NARRADOR: Oremos pelos que não reconhecem a Deus, para que, buscando lealmente o que é reto, possam chegar ao Deus verdadeiro.

Ajoelhemos;

Levantemos;

PADRE: Deus eterno e todo-poderoso, vós criastes todos os seres humanos e pusestes em seu coração o desejo de procurar-vos para que, tendo-vos encontrado, só em vós achassem repouso. Concedei que, entre as dificuldades deste mundo, discernindo os sinais da vossa bondade e vendo o testemunho das boas obras daqueles que creem em vós, tenham a alegria de proclamar que sois o único Deus verdadeiro e Pai de todos os seres humanos. Por Cristo, nosso Senhor.

TODOS: Amém

 

  • Pelos poderes públicos.

NARRADOR: Oremos por todos os governantes: que o nosso Deus e Senhor, segundo sua vontade, lhes dirija o espírito e o coração para que todos possam gozar de verdadeira paz e liberdade.

Ajoelhemos;

Levantemos;

PADRE: Ó Deus eterno e todo-poderoso, que tendes na mão o coração dos seres humanos e o direito dos povos, olhai com bondade aqueles que nos governam.

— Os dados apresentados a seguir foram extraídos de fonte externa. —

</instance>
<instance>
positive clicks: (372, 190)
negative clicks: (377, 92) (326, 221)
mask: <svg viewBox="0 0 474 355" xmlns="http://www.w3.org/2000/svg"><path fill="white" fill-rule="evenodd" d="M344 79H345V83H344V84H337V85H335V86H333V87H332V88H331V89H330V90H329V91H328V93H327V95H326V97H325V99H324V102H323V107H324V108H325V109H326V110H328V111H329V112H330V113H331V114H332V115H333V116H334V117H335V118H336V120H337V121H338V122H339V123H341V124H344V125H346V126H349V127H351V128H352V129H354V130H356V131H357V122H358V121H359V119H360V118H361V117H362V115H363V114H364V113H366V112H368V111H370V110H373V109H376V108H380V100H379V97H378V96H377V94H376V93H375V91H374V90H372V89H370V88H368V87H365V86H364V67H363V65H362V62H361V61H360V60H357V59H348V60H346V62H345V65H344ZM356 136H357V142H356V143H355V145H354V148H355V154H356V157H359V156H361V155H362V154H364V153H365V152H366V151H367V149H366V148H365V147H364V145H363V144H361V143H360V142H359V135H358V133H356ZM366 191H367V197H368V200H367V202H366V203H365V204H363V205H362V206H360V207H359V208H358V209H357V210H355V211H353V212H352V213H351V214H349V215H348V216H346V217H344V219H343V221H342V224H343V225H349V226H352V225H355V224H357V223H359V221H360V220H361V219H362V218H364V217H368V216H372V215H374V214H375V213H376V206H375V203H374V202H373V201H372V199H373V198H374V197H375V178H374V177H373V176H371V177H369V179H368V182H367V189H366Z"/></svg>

Que por vossa graça se consolidem por toda a terra a segurança e a paz, a prosperidade das nações e a liberdade religiosa. Por Cristo, nosso Senhor.

TODOS: Amém

 

  • Por todos os que sofrem provações.

NARRADOR: Oremos irmãos e irmãs, a Deus Pai todo-poderoso, para que livre o mundo de todo erro, expulse as doenças e afugente a fome, abra as prisões e liberte os cativos, vele pela segurança e transeuntes, repatrie os exilados, dê saúde aos doentes e a salvação aos que agonizam.

Ajoelhemos;

Levantemos;

 PADRE: Deus eterno e todo-poderoso, sois a consolação dos aflitos e a força dos que labutam. Cheguem até vós as preces dos que clamam em sua aflição, sejam quais forem os seus sofrimentos, para que se alegrem em suas provações com o socorro da vossa misericórdia. Por Cristo, nosso Senhor.